Dito isto, um espectador inteligente poderá rir às gargalhadas se souber captar o humorismo cáustico dos realizadores Cohen. Se for capaz de suspender as categorias naturais da sua razão, a falta de relação causa-efeito dos eventos apresentados produzirá sem dúvida um divertimento singular.

Fazendo troça do «discurso religioso», o filme põe em evidência que não é pelas fórmulas ou pelas palavras que uma experiência se torna verdadeira. Mas, insisto, não é pelos seus temas que o filme se deixa ver, mas sim pela hilariante sucessão de sem sentidos, levada até limites insuspeitos.

16/02/2010

A ponte de San Luis Rey (The bridge of San Luis Rey), de Thornton Wilder

Lisboa: Difel, 1990 (1927), pp. 120, 6,00€

Uma ponte de cordas parte-se numa colónia espanhola do Perú, no dia 20 de Julho de 1714. Cinco pessoas que a atravessavam morrem. Frei Junípero, frade franciscano italiano em missão, coloca uma questão intemporal: «Porque aqueles cinco?»

Thornton Wilder (1897-1975), aclamado novelista e dramaturgo americano, ganhou um Pulitzer por este romance, para além de outros dois por peças teatrais. Porque essa pergunta que coloca surge diante de qualquer tragédia, natural ou de ordem humana, por pequena que seja.

«Há uma direcção ou significado na vida para além da vontade do indivíduo?», questiona uma personagem. A esta pergunta tenta responder o romance, que decorre desde uma primeira parte titulada: «Talvez um acidente», até à quinta titulada: «Talvez uma intenção».

Este «talvez» declina-se na investigação sobre as vidas daqueles cinco: uma Marquesa e a sua criada, um de dois irmãos gémeos, um homem de letras reformado e o filho duma actriz famosa. Ao leitor, a última tomada de posição diante dos factos.

06/02/2010

Guernica, de Pablo Picasso (1937)

Guernica, no País Basco, conta hoje com uns 18 mil habitantes e é uma comum cidade dessa região espanhola. Mas a sua fama deve-se principalmente a este quadro de Picasso, que a imortalizou, interpretando nele os horrores da Guerra Civil Espanhola.

De facto, Guernica foi bombardeada durante essa guerra, por parte dos alemães da Legião Cóndor, curiosamente em desobediência ao mando militar franquista do Geral Mola. Contaram-se nessa acção bélica 120 mortos, segundo a investigação consolidada de J. Salas, contra a propaganda das esquerdas liderada por Preston ou Blanco, que «mataram» em Guernica entre 1.500 e 1.700 pessoas.

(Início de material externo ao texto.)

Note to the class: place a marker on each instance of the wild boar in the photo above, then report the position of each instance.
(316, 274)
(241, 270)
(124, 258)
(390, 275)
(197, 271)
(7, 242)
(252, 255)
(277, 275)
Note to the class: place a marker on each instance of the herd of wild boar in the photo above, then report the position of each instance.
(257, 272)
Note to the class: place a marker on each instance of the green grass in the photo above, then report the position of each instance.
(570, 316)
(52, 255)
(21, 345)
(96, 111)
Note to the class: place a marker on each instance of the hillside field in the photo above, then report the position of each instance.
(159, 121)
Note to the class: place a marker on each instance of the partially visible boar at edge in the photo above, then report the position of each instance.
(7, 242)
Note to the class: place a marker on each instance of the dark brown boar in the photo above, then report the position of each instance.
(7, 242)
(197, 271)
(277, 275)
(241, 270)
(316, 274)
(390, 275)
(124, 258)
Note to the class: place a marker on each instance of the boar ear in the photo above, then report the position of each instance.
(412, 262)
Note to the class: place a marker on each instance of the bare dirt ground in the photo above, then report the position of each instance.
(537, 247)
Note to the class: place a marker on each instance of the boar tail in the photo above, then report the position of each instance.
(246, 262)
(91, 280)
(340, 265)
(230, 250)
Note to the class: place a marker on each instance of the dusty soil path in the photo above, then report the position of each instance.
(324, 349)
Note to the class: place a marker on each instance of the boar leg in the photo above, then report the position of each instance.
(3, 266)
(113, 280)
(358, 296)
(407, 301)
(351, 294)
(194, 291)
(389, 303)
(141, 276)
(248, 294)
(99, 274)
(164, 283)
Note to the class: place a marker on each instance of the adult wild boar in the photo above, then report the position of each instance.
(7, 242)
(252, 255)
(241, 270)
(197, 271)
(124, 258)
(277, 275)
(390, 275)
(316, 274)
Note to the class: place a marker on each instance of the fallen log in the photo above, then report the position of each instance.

Picasso, simpatizante da República e antifranquista, representa neste impressionante painel a preto e branco um episodio simbolicamente catastrófico para a sua causa, embora não dos mais terríveis. As figuras desfeitas, os gritos surdos e a dor, porém, são ambiguamente contrapostas a uma luz que deixa entrever a esperança última que sempre guia ao artista sincero.

A obra pode ser contemplada no Museu de Arte Contemporânea Rainha Sofia em Madrid. Pelas suas enormes dimensões e características artísticas, a seguir ao Prado é um must numa visita à capital espanhola.